Marrying someone that you really like is a great way of avoiding the question of whether you actually love a person.  Despite what you will have read, and despite what a lot of people might have told you, quite often it’s very difficult, to the point of impossibility, to know whether you love someone.  Sure, sometimes it’s easy, but at other times it’s not.  (I have a whole Section on this: Am I in love ?)

So, I, Mr. Non-Romantic, say: love doesn’t matter if you have the possibility of marrying someone you really like and respect.  Go for it.

 

Is love enough to ensure a happy marriage ?

 

Love is a very difficult thing to define.  And as I’ve just mentioned, it can be quite difficult to determine if you are in love.

However, one thing that I can say about love with some confidence is that if you have feelings that are strong enough to make you think that you are in love, you will not be able to maintain those feelings at that strength for any prolonged period of time.  That is simply an observation of what it is like to be human.  And I am not trying to say that your love will fade – I am simply saying that intense feelings of love are something that humans can only maintain for short bursts.

The point of making that observation is this: even if you are madly in love with your partner at the time that you marry, that will only get you through the first few weeks of your marriage, at most.  Once a few weeks have gone by, you will have to deal with a whole lot of prosaic stuff that is part and parcel of living as a human.  If you weren’t already living with your partner before your marriage, you will then also have the “joy” of integrating your lives.  That will involve all sorts of decisions, and give you lots of chances to disagree.  Love will only provide a buffer here for so long.  There will come a time when you will need more.  That’s where like and respect come into the picture.  If they are both there, you should be able to sort out pretty much any problem that you and your partner come across.

And if like and respect aren’t there, my prediction is that love will quickly dissipate once the blowtorch of real life is applied to it, and with it your chances of a happy marriage.

There is another strand to my view that love doesn’t really matter when it comes to marriage, and it derives from my view of what marriage is all about.

Marriage is a partnership. 

In entering a marriage, the partners to it are essentially hoping that they will be entering into a life partnership. 

In the "good old days" the primary purpose of entering into marriage was to have children, and to raise those children.

These days that is only one of many possible purposes.

Today, probably the majority of marriages are entered into to provide companionship.  For that purpose to have any hope of success, I would argue that you need like and respect, basic compatibility, and enough in the way of shared views or interests or world view to make being together fun, or at least a bit interesting.  If you have those, I would further argue that that’s all that you need for a happy relationship.  By the time you get into your second decade together, if there was love at the start, it will usually have settled into the background of the relationship.  If like has always been there, it will still be front and centre of the relationship.

What happens if only one of you is in love ?

 

Naturally if I am of the view that there can be a successful marriage if neither of the partners loves the other partner, it follows that there can be a successful marriage if only one of the partners is in love with the other partner.

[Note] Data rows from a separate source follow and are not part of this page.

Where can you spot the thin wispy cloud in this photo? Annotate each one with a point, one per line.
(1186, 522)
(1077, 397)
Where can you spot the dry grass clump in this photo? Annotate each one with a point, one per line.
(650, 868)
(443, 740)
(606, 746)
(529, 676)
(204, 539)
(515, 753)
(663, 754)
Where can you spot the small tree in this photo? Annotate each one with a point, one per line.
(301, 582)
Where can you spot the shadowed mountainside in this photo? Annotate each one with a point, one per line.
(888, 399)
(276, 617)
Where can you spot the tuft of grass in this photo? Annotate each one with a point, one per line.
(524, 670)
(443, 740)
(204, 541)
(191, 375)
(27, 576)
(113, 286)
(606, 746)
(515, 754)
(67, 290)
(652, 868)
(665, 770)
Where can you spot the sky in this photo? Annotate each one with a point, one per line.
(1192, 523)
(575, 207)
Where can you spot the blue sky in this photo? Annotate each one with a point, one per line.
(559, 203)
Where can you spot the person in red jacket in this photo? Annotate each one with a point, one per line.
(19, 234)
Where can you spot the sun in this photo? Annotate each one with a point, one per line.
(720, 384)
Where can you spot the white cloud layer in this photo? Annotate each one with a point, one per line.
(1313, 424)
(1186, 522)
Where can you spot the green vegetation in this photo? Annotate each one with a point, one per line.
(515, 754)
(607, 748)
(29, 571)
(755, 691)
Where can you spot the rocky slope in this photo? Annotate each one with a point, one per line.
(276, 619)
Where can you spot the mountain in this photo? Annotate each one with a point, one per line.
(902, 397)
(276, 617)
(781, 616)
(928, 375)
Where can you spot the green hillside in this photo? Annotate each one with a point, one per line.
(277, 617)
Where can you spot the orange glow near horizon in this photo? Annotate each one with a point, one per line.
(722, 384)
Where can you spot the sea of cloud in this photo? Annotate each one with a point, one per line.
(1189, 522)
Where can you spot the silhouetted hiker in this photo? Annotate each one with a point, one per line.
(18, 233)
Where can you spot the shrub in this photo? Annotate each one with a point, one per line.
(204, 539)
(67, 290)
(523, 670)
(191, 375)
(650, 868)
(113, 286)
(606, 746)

Of course, as with the no love situation, it is crucial that there be like and respect, and that applies particularly to the partner who is not in love.  Presumably they would not be prepared to marry their partner if they didn’t like and respect them.

I note that from what I have seen this sort of relationship is also helped by the fact that often the partner who is not in love will love the fact that their partner is in love with them. 

However, I also note that this sort of dynamic introduces a fragility into the relationship, as if the partner-in-love’s love diminishes, the relationship can quickly be on shaky ground.  That’s a problem because a diminution or loss of love is probably more likely to happen in a relationship than a loss of like and respect.